One for boys night: Manhattan
Rye-based cocktails are seeing a revival, but this American-Italian classic has never really gone out of fashion. Originating in the 1800s, the Manhattan is an unbeatable choice for a classy night of drinking with the gents. It’s bracing, it’s punchy, and it’s said that J.P. Morgan used to have one at the end of each trading day, so you’re in good company.
2 parts whiskey
1 part sweet vermouth
1 to 2 dashes Angostura bitters
Orange peel and Maraschino Cherries to garnish
Combine whiskey, vermouth, and bitters in a cocktail shaker, add ice and stir until chilled. Strain into a chilled cocktail glass. Garnish with a maraschino cherry and a sliver of orange peel.
All time favourite: Old Fashioned
And of course, every gentleman needs his old speciality, an all-round winner to mix up time and time again.
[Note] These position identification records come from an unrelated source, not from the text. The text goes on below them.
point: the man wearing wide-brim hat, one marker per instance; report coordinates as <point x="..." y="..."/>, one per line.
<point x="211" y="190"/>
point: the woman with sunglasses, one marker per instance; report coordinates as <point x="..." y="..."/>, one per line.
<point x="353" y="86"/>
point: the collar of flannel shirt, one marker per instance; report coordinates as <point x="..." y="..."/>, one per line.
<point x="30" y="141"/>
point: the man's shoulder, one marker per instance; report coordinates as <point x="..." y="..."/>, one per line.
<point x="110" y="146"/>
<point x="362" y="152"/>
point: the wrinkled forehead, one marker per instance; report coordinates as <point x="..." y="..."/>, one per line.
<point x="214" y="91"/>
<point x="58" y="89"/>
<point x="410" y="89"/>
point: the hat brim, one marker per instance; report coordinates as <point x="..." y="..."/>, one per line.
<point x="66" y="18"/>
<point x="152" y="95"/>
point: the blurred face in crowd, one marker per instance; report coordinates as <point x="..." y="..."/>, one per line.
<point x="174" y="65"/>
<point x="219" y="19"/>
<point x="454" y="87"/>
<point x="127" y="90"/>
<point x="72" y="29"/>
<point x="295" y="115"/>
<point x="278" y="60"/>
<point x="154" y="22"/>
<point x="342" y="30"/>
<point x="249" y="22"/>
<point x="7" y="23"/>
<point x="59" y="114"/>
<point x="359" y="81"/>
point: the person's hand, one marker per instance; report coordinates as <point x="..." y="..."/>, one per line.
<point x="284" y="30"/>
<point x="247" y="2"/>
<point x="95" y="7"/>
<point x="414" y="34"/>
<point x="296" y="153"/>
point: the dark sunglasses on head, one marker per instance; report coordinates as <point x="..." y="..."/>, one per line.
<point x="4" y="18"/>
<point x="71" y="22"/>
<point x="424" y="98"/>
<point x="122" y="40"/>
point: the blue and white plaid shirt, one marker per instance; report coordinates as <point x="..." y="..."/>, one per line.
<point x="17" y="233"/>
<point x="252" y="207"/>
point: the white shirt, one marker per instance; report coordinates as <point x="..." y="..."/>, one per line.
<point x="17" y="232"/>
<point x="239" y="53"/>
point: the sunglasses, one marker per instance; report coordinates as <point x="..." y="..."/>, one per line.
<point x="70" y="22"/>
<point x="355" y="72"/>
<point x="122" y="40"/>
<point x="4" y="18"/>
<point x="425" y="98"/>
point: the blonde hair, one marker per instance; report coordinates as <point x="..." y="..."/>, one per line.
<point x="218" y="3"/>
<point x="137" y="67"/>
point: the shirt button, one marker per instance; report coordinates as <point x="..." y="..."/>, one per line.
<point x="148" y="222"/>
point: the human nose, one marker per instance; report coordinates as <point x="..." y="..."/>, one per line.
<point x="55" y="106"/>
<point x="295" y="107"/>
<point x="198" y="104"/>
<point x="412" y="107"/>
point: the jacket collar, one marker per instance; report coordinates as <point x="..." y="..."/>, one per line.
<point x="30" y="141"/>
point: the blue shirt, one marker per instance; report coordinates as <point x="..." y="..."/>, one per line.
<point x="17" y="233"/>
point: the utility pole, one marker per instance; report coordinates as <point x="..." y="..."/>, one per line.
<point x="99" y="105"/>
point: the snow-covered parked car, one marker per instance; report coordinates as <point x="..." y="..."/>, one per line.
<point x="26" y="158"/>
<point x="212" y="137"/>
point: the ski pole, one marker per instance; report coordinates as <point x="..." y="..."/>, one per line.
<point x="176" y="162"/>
The Old Fashioned is currently in vogue thanks to Mad Men’s Don Draper, but it’s been around since the birth of the cocktail, and in fact the name ‘Old Fashioned’ was coined 1860. The perfect signature drink for a discerning gentleman.
1 Sugar Cube
2-3 dashes Angostura Bitters
50 Rye Whiskey
Place the sugar cube in a glass and wet with 2 or 3 dashes of Angostura bitters and a short splash of club soda. Crush the sugar with a wooden muddler and rotate the glass so that the sugar grains and bitters give it a lining. Add a large ice cube, pour in the rye and serve.